Begin with attitude. Although I took our marriage vows seriously, I didn’t give much thought to the sickness part of “in sickness or in health.” But when MS arrived, I decided that her disease was my disease and I could no more avoid living with MS than she could. I hate MS. MS is my enemy; Elizabeth is not my enemy. If I allow emotion to distort my love for my wife, I could easily shift that hate toward her.
Learn to be a servant. No man likes to be directed in the what, where, when and how of his life, especially not by a woman. But that’s exactly what being a care partner is about. I’m continually trying to strike a reasonable balance between maintaining my autonomy as a man and doing what needs to be done for my wife’s care. This goes beyond caring for her physically, but emotionally, intellectually and spiritually also.
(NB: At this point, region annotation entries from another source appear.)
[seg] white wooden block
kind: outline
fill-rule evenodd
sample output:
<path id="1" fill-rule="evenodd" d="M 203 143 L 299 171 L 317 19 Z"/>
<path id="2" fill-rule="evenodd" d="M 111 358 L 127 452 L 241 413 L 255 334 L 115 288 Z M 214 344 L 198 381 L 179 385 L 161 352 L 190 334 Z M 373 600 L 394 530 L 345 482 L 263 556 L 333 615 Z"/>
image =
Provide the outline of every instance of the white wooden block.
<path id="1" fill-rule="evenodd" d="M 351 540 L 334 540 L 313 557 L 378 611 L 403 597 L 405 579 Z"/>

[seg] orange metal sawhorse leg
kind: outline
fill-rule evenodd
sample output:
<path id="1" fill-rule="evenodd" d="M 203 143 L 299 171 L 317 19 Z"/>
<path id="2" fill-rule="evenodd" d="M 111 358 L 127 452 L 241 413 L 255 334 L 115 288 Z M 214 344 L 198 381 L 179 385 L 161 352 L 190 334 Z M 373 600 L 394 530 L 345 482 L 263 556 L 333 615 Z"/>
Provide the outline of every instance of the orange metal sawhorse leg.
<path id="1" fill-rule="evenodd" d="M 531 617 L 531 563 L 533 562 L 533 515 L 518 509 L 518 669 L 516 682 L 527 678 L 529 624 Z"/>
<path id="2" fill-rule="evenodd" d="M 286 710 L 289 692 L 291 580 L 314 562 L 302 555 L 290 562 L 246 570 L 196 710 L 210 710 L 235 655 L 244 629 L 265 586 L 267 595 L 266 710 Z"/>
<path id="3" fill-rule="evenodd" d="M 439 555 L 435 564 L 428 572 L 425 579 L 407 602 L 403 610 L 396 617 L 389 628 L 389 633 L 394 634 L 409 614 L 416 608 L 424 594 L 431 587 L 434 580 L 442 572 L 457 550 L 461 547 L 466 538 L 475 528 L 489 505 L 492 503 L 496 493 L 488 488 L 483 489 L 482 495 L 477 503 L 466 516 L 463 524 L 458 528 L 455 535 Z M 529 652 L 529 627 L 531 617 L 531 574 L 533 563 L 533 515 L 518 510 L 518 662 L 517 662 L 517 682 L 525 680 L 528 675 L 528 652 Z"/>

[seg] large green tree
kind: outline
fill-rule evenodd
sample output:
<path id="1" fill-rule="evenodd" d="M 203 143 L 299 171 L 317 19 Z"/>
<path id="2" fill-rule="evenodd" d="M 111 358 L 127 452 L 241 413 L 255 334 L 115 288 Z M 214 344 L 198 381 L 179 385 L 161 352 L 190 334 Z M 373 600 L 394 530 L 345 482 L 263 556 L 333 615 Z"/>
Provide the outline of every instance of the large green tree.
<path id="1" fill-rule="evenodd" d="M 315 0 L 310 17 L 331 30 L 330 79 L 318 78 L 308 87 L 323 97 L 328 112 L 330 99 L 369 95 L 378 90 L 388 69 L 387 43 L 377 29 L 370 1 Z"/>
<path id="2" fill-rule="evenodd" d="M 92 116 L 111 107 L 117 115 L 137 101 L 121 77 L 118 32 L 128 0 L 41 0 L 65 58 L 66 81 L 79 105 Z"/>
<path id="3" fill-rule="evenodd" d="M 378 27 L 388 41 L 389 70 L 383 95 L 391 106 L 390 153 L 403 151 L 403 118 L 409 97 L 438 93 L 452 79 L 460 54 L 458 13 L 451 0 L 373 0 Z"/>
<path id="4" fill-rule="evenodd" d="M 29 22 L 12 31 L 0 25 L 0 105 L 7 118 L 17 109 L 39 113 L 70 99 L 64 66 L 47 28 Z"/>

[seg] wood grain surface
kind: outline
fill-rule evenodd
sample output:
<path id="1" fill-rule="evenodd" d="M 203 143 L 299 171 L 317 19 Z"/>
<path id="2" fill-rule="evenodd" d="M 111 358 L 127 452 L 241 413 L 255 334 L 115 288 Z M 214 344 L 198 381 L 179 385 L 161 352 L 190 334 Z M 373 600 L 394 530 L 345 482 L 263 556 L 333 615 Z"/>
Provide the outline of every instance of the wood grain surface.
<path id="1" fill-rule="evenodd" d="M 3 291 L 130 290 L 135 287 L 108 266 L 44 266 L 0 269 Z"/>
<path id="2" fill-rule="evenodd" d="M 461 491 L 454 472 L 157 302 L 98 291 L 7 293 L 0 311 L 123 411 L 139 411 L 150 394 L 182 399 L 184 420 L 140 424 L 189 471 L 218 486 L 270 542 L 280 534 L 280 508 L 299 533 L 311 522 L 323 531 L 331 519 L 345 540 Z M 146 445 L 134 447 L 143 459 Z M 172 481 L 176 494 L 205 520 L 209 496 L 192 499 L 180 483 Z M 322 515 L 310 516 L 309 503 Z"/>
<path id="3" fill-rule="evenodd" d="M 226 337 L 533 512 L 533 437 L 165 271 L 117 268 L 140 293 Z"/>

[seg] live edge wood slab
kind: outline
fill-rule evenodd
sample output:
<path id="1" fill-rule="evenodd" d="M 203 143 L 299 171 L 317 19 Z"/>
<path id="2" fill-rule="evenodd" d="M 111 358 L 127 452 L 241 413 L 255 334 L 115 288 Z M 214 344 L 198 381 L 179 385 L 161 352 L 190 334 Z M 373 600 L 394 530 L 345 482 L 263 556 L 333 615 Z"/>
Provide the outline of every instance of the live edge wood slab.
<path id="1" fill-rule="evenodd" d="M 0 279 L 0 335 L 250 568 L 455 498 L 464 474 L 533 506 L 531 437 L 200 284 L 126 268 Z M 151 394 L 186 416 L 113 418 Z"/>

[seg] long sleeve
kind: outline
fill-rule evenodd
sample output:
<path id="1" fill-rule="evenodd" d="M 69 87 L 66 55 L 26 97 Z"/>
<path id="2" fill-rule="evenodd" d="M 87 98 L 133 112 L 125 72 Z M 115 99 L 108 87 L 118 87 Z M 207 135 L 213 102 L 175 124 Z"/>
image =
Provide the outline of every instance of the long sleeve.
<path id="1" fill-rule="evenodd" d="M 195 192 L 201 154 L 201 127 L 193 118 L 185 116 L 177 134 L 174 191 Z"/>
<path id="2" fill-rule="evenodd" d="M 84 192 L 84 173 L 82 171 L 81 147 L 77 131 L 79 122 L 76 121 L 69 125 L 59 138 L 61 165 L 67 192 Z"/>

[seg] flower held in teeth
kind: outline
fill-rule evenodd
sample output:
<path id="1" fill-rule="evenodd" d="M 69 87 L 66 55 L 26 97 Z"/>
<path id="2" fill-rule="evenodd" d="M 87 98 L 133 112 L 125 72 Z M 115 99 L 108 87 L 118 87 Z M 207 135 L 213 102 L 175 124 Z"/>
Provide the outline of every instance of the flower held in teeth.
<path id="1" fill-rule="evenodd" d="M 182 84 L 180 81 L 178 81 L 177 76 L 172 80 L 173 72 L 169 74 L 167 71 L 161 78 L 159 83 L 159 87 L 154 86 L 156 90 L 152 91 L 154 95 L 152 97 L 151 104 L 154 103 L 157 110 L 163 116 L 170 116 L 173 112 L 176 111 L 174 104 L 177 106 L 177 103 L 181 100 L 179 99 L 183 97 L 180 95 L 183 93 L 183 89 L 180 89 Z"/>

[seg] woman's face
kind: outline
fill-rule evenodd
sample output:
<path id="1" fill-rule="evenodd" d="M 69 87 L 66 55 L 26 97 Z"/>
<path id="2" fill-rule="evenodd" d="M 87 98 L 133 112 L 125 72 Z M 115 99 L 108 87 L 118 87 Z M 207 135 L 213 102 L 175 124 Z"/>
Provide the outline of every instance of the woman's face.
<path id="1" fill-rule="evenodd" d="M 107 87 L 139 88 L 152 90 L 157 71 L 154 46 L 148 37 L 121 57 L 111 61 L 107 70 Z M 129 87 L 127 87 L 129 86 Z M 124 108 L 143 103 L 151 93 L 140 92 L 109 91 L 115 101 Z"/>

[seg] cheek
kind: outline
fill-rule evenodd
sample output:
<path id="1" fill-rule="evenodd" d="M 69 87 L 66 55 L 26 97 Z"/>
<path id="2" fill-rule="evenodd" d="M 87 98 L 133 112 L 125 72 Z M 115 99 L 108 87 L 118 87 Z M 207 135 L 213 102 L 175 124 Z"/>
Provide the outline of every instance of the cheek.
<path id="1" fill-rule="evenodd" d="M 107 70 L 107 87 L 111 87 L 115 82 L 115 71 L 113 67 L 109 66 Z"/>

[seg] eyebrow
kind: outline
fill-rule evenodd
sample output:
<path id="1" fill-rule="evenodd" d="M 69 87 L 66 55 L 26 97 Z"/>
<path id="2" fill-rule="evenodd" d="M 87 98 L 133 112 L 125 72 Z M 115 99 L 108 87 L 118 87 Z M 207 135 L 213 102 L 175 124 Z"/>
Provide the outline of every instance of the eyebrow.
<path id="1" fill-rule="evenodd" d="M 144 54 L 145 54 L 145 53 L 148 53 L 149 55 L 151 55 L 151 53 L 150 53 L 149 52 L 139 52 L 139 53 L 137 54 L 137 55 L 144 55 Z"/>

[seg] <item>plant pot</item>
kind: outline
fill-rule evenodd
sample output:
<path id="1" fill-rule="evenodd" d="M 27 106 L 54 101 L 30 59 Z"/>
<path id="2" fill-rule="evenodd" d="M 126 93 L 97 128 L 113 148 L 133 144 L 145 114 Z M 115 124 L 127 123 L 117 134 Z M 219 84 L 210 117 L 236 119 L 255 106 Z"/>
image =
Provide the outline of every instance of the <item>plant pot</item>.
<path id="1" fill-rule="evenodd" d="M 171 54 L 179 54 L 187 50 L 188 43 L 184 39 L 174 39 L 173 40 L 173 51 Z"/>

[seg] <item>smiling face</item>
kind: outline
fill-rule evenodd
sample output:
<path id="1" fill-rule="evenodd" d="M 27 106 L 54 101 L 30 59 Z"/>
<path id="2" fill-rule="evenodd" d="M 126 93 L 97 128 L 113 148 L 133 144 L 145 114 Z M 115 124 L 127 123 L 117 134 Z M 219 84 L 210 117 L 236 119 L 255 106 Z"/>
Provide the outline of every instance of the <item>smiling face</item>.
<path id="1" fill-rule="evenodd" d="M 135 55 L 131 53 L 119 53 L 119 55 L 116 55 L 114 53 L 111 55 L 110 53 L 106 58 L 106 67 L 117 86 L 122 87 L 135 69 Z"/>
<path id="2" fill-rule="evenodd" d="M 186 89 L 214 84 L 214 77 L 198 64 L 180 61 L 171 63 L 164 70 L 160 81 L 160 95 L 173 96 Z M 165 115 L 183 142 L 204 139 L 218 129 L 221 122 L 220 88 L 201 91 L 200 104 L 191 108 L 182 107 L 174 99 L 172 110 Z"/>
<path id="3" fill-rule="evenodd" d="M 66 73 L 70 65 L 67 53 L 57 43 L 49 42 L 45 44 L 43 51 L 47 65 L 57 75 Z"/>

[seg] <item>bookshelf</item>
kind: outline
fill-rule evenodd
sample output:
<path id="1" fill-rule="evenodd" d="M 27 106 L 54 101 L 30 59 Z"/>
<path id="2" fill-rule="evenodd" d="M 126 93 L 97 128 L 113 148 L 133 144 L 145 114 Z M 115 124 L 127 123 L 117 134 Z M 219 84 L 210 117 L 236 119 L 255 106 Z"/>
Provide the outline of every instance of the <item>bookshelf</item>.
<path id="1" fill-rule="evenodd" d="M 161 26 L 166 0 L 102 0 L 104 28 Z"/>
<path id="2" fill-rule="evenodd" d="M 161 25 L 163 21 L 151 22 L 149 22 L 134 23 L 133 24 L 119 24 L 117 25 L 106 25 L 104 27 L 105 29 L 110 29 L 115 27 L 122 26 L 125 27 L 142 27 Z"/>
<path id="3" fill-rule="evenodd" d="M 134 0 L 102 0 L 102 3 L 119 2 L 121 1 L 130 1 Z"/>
And I accept that I cannot do it all perfectly or completely. There are care needs that go unmet, not to the point of neglect, but there are times when she’s just going to have to sit this one out, or not take on this other project, or tell that person she can’t be there for them.
Allow yourself some personal pursuits and interests. Take an online course, if you can’t get out of the house for a class. Join a ministry in your church. Find ways to mix with other people outside the care partner role. This might involve enlisting others to help, but it’s worth the work. As for me, I ride a motorcycle, serve on my church’s care committee that gives appropriate care to others in crisis, and work on the vacation mountain home Elizabeth and I began as a dream before MS entered our lives. Just because MS is there, doesn’t mean everything else has to go.
Laugh. I can be little sarcastic at times. When Elizabeth is bossing me around, I have to know it’s the stuff she would be doing if she could, but it can get out of hand. So I might say, “Yes’m, Miss Daisy” (ref. the movie, “Driving Miss Daisy”) to let her know I’m reaching my limit. (Actually, I think that’s funnier than she does.) Or if she’s taking too long ending a conversation and we need to leave, I will push the on button of her wheelchair and direct the joy stick to come along. When I have to lift her from a sofa, her feet can lose their grip on the floor and she says she’s falling. She’s not. I’ve got her, but I’ll sing “Slip-Sliding Away” in my best Simon and Garfunkel. Or when she needs me to stand by her in a crowd - she feels vulnerable in her wheelchair - I’ll sing “Stand By Me” or the opening line to “Bridge Over Troubled Water” when she’s feeling depressed or frustrated over her inability to do something. My singing is always good for a laugh.